Your microbiome can affect immune response, which in turn can fight cancer. Unfortunately, your immune system doesn’t always recognize cancer as a threat. Solid tumors are especially hard to target. Skin and lung cancers form solid masses that are hard to penetrate compared to liquid tumors in the blood.

Cancer cells hide by fooling immune cells into thinking they are not foreign at all. To determine friend or foe, immune cells check for a protein. If they find it on cancer cells, they appear as friends.

One innovative cancer treatment involves an immunotherapy drug called checkpoint inhibitors which do just what the name suggests –they block the checkpoint that looks for friend or foe. Seeing no friend because they are blocked, immune cells mount a defense.

This is where the microbiome comes in. Gut bacteria affect our immune system’s inflammatory response. Scientists at the University of Chicago found that mice responded to cancer invasion in varying degrees according to the type of bacteria in their guts (Scientific American, April, 2016).

Mice that were fed a particular strain of bacteria were able to fight skin cancer better than those who weren’t. When poop from the cancer-fighters was transferred to others, tumor growth slowed.
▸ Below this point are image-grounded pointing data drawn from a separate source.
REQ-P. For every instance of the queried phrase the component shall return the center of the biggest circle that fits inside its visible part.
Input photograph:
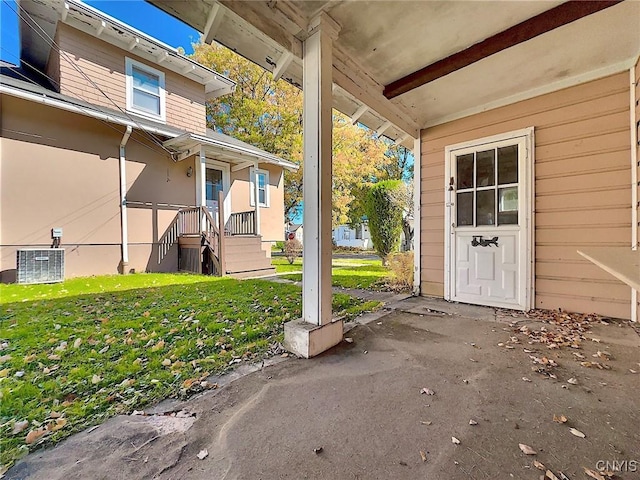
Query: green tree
(385, 217)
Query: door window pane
(485, 174)
(213, 183)
(485, 207)
(508, 206)
(464, 171)
(465, 209)
(508, 165)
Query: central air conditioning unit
(40, 266)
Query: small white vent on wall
(40, 266)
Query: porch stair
(244, 257)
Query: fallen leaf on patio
(34, 435)
(19, 427)
(593, 474)
(526, 449)
(539, 465)
(203, 454)
(560, 419)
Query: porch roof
(225, 148)
(382, 42)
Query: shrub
(292, 249)
(385, 217)
(401, 266)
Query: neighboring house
(104, 138)
(359, 237)
(295, 229)
(523, 117)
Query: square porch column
(316, 331)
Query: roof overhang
(47, 13)
(224, 148)
(381, 42)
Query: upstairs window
(263, 187)
(145, 90)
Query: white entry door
(489, 220)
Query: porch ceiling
(383, 41)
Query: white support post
(417, 221)
(256, 196)
(316, 332)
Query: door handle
(478, 241)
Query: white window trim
(252, 177)
(129, 64)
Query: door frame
(201, 176)
(528, 275)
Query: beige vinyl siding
(104, 64)
(582, 194)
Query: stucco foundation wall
(105, 65)
(582, 190)
(272, 217)
(60, 169)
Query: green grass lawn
(76, 353)
(346, 272)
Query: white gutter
(82, 110)
(417, 221)
(124, 264)
(634, 180)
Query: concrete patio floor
(360, 407)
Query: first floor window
(263, 187)
(145, 90)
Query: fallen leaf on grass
(526, 449)
(560, 419)
(19, 427)
(203, 454)
(594, 474)
(577, 433)
(539, 465)
(34, 435)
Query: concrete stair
(244, 257)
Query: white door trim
(528, 198)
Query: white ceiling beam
(383, 128)
(361, 111)
(282, 64)
(101, 28)
(133, 43)
(213, 22)
(242, 166)
(65, 12)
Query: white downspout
(634, 181)
(124, 262)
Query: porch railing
(241, 223)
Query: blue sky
(137, 13)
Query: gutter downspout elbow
(124, 261)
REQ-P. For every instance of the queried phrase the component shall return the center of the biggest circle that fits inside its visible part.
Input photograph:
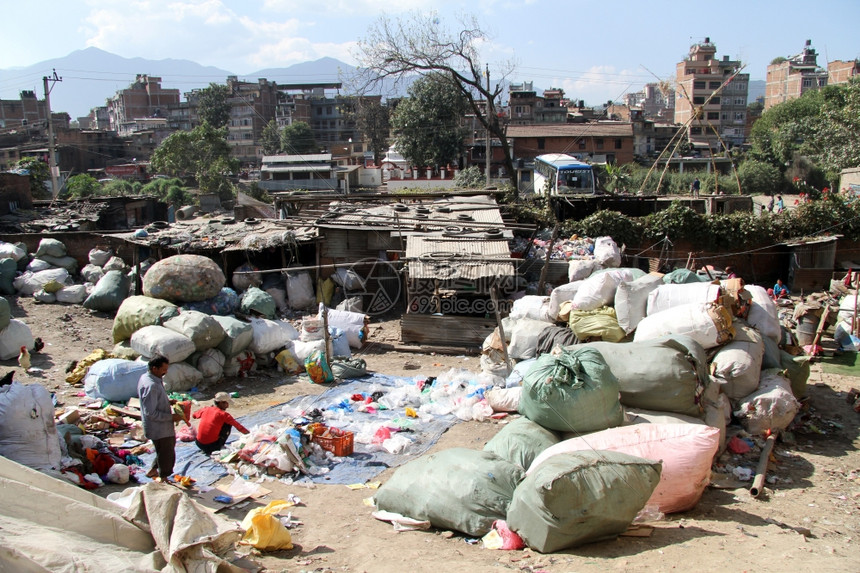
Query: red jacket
(212, 418)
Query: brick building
(789, 78)
(711, 95)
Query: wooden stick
(761, 469)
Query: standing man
(215, 424)
(158, 418)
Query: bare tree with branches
(418, 44)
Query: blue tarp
(361, 466)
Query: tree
(212, 105)
(80, 186)
(400, 48)
(202, 153)
(270, 139)
(298, 139)
(427, 123)
(39, 174)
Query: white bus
(562, 174)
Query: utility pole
(52, 161)
(487, 149)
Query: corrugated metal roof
(430, 257)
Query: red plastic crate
(335, 440)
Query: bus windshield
(575, 181)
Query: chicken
(24, 358)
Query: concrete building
(789, 78)
(711, 97)
(840, 71)
(145, 98)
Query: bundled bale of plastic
(668, 374)
(203, 330)
(771, 407)
(138, 311)
(574, 391)
(631, 300)
(28, 434)
(739, 362)
(709, 324)
(114, 379)
(460, 489)
(271, 335)
(225, 303)
(153, 340)
(51, 248)
(668, 296)
(521, 441)
(181, 377)
(580, 497)
(28, 283)
(184, 278)
(13, 337)
(109, 292)
(686, 451)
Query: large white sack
(203, 330)
(580, 269)
(606, 253)
(271, 335)
(13, 337)
(154, 340)
(28, 283)
(763, 314)
(668, 296)
(523, 334)
(686, 450)
(631, 301)
(771, 407)
(708, 324)
(10, 251)
(738, 363)
(28, 434)
(181, 377)
(114, 379)
(534, 307)
(560, 294)
(300, 290)
(599, 290)
(73, 294)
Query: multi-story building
(711, 98)
(142, 99)
(840, 71)
(789, 78)
(526, 107)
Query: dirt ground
(807, 519)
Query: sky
(593, 51)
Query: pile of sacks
(187, 315)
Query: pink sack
(686, 450)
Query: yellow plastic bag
(264, 531)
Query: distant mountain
(91, 76)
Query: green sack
(598, 323)
(256, 302)
(574, 392)
(580, 497)
(135, 312)
(460, 489)
(349, 368)
(521, 441)
(667, 374)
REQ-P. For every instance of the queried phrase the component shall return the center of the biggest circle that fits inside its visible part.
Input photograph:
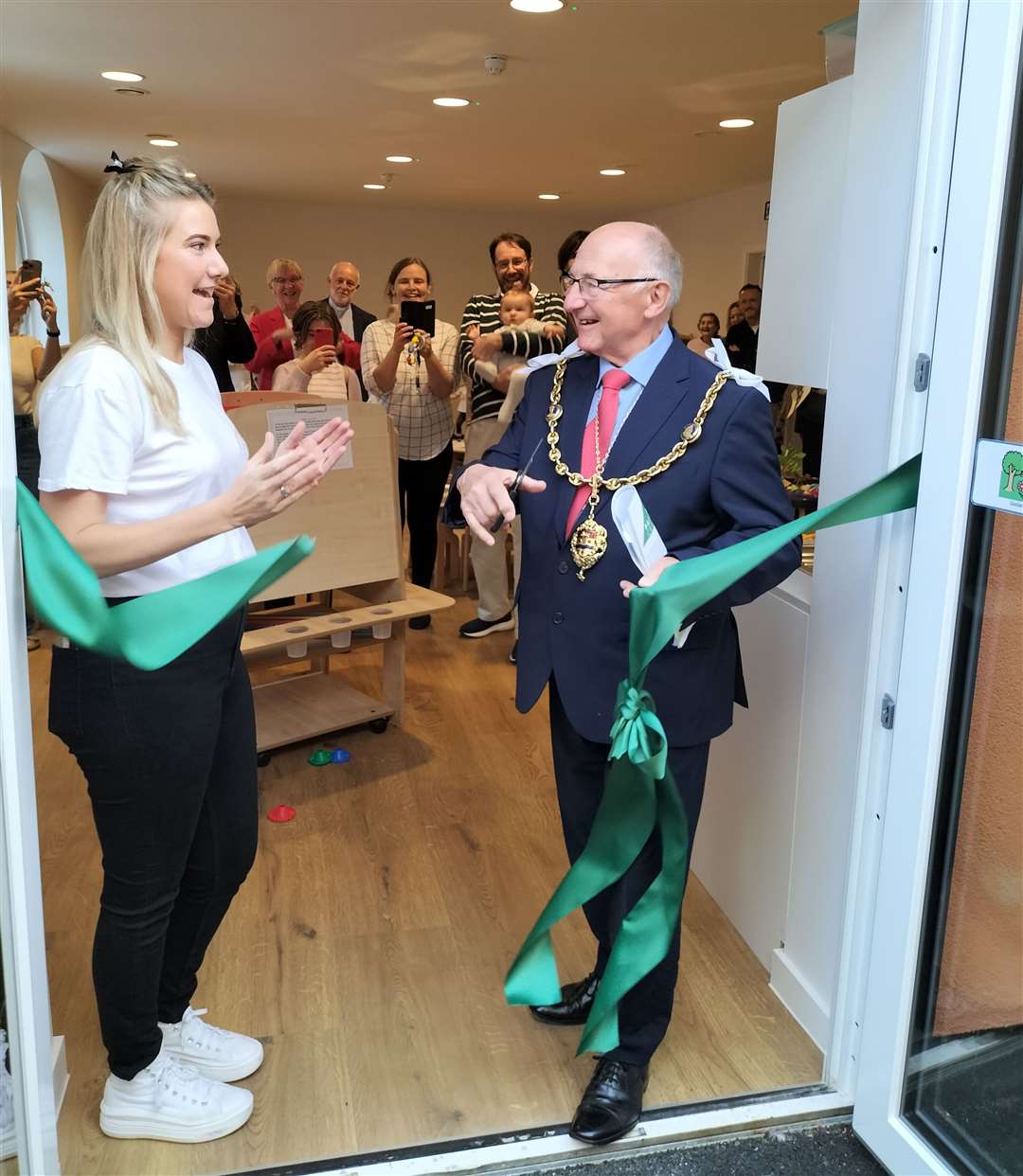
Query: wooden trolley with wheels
(353, 581)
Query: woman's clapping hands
(272, 481)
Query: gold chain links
(599, 482)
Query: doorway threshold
(524, 1150)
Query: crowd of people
(110, 443)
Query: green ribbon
(639, 793)
(153, 630)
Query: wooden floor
(369, 943)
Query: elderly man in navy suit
(613, 413)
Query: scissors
(512, 490)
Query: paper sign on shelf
(998, 476)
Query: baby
(516, 314)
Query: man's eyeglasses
(599, 285)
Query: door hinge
(888, 712)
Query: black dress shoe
(612, 1104)
(574, 1006)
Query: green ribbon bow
(639, 793)
(153, 630)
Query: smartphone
(422, 315)
(322, 336)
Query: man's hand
(485, 497)
(487, 346)
(648, 579)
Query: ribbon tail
(621, 827)
(153, 630)
(647, 933)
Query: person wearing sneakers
(614, 413)
(151, 484)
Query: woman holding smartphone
(412, 373)
(316, 370)
(149, 480)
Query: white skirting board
(60, 1075)
(799, 996)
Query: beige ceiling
(303, 98)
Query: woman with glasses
(272, 330)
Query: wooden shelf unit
(356, 568)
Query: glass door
(941, 1078)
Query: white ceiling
(303, 98)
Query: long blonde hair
(122, 241)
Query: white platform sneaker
(215, 1053)
(171, 1102)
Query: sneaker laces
(176, 1079)
(195, 1031)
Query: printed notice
(998, 476)
(280, 421)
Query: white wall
(712, 237)
(74, 198)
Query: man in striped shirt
(512, 257)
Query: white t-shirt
(98, 432)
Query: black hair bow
(117, 165)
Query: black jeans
(579, 769)
(422, 482)
(170, 758)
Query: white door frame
(972, 248)
(25, 978)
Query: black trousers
(170, 757)
(579, 771)
(420, 490)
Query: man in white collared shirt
(342, 282)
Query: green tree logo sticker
(1013, 470)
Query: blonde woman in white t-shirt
(150, 481)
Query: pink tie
(607, 413)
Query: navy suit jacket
(725, 490)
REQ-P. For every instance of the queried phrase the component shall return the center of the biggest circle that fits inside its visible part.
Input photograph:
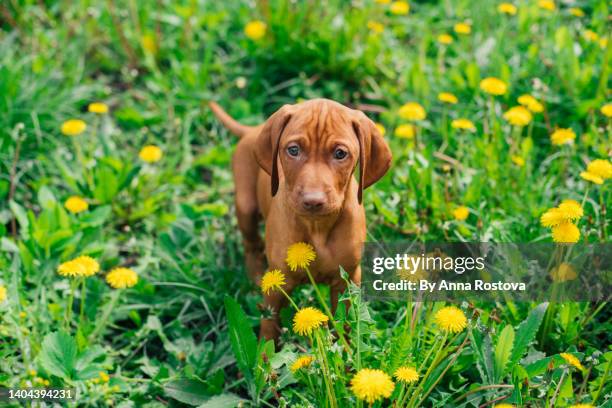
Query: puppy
(296, 171)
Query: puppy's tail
(230, 123)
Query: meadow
(121, 267)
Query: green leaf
(242, 338)
(190, 392)
(503, 350)
(226, 400)
(526, 332)
(58, 354)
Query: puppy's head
(319, 143)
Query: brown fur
(312, 198)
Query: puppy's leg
(245, 178)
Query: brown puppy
(296, 170)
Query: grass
(182, 334)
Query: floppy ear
(267, 143)
(374, 153)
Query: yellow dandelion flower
(591, 36)
(462, 28)
(98, 107)
(563, 273)
(272, 280)
(601, 168)
(255, 30)
(572, 360)
(121, 278)
(301, 362)
(412, 111)
(507, 8)
(300, 255)
(73, 127)
(463, 124)
(404, 131)
(150, 154)
(308, 319)
(399, 8)
(461, 213)
(76, 204)
(576, 12)
(82, 266)
(562, 136)
(518, 160)
(566, 233)
(445, 39)
(376, 27)
(530, 103)
(493, 86)
(451, 319)
(518, 116)
(548, 5)
(447, 97)
(407, 375)
(593, 178)
(372, 385)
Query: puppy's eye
(293, 150)
(340, 154)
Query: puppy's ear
(374, 153)
(267, 143)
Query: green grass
(167, 341)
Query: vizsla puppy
(296, 171)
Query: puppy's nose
(313, 201)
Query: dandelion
(76, 204)
(300, 255)
(73, 127)
(255, 30)
(530, 103)
(447, 97)
(150, 154)
(572, 360)
(566, 233)
(301, 362)
(399, 8)
(451, 319)
(404, 131)
(518, 116)
(576, 12)
(493, 86)
(462, 28)
(407, 375)
(121, 278)
(82, 266)
(308, 319)
(461, 213)
(507, 8)
(381, 128)
(548, 5)
(563, 273)
(562, 136)
(376, 27)
(271, 280)
(371, 385)
(463, 124)
(445, 39)
(518, 160)
(412, 111)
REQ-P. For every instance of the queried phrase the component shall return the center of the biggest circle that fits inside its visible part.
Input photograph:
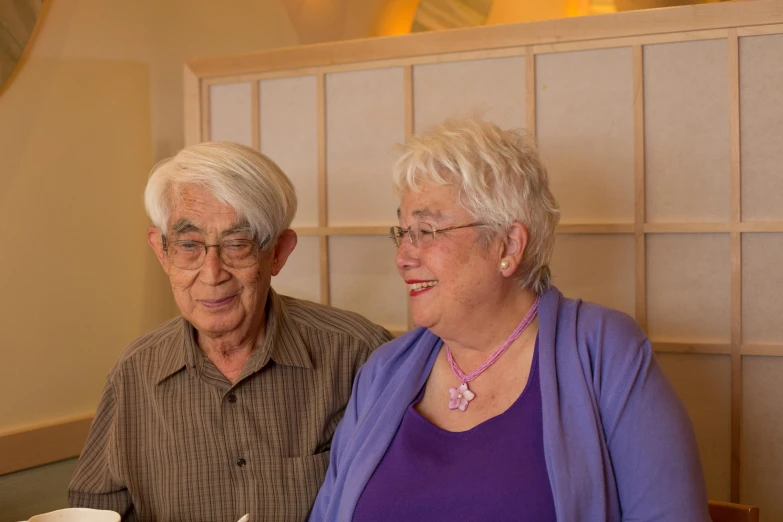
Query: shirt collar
(282, 343)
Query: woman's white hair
(500, 177)
(236, 175)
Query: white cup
(78, 515)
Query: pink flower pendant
(460, 397)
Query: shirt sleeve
(650, 437)
(94, 485)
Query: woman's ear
(515, 244)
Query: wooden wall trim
(40, 445)
(688, 18)
(193, 106)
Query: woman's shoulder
(598, 326)
(394, 353)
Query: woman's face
(452, 277)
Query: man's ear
(155, 241)
(515, 243)
(285, 245)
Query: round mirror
(19, 21)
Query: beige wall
(99, 100)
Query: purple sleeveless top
(495, 471)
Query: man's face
(220, 301)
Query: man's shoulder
(324, 318)
(154, 344)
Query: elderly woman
(509, 401)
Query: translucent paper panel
(686, 116)
(230, 117)
(584, 112)
(494, 87)
(365, 119)
(364, 279)
(762, 431)
(300, 276)
(761, 123)
(289, 135)
(762, 288)
(688, 287)
(597, 268)
(703, 382)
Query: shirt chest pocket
(300, 481)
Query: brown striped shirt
(174, 440)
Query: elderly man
(230, 408)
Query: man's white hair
(236, 175)
(500, 178)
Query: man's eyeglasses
(422, 233)
(189, 254)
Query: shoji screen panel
(230, 113)
(493, 87)
(661, 133)
(288, 123)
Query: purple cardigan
(618, 443)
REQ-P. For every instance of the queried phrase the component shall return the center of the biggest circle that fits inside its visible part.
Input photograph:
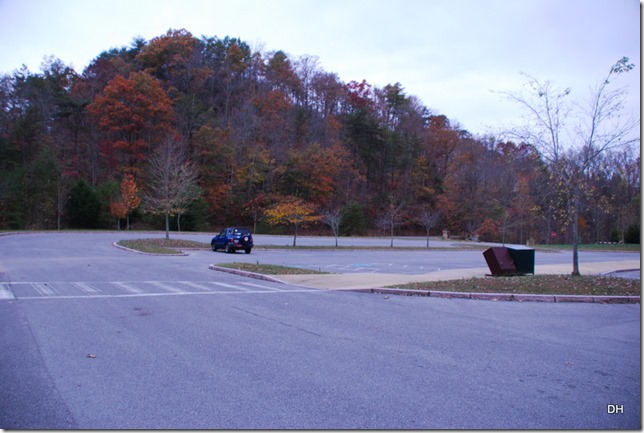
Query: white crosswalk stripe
(84, 289)
(5, 292)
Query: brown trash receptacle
(499, 261)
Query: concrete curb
(506, 296)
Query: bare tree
(571, 135)
(171, 181)
(390, 218)
(429, 219)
Remarkably, when checkpoint inhibitors were given to both the mice with the particular bacteria and those with the fecal transplant, tumors disappeared completely in the former and was reduced in the other. Then, when the mice with the fecal transplant were also given the bacteria, they were cured completely.

French scientists had similar results in which both the checkpoint inhibitor and a different bacteria were given. Next, the scientists gave antibiotics to the mice which killed bacteria, including the beneficial ones. The conclusion is obvious: doctors need to be cautious in prescribing antibiotics to cancer patients.

Not any bacteria will do. The Chicago team used either Bifidobacterium longum or Bifidobacterium breve. The French used Bacteroides. Yogurt contains Bifidobacterium lactis or Bifidobacterium bifidum remains untested.

Fine-tuning the immune system is a tricky business. The wrong kind of bacteria could cause the immune system to become too active and attack normal tissue. Autoimmune diseases include type-1 diabetes, inflammatory bowel disease, psoriasis, and rheumatoid arthritis. The effect of general bacteria on fine-tuning the immune system still needs to be investigated.

“Obviously we need to categorize the bacteria in the human microbiome and their potential antitumor effects more completely before we can recommend any treatments in people,” cautions the Chicago team.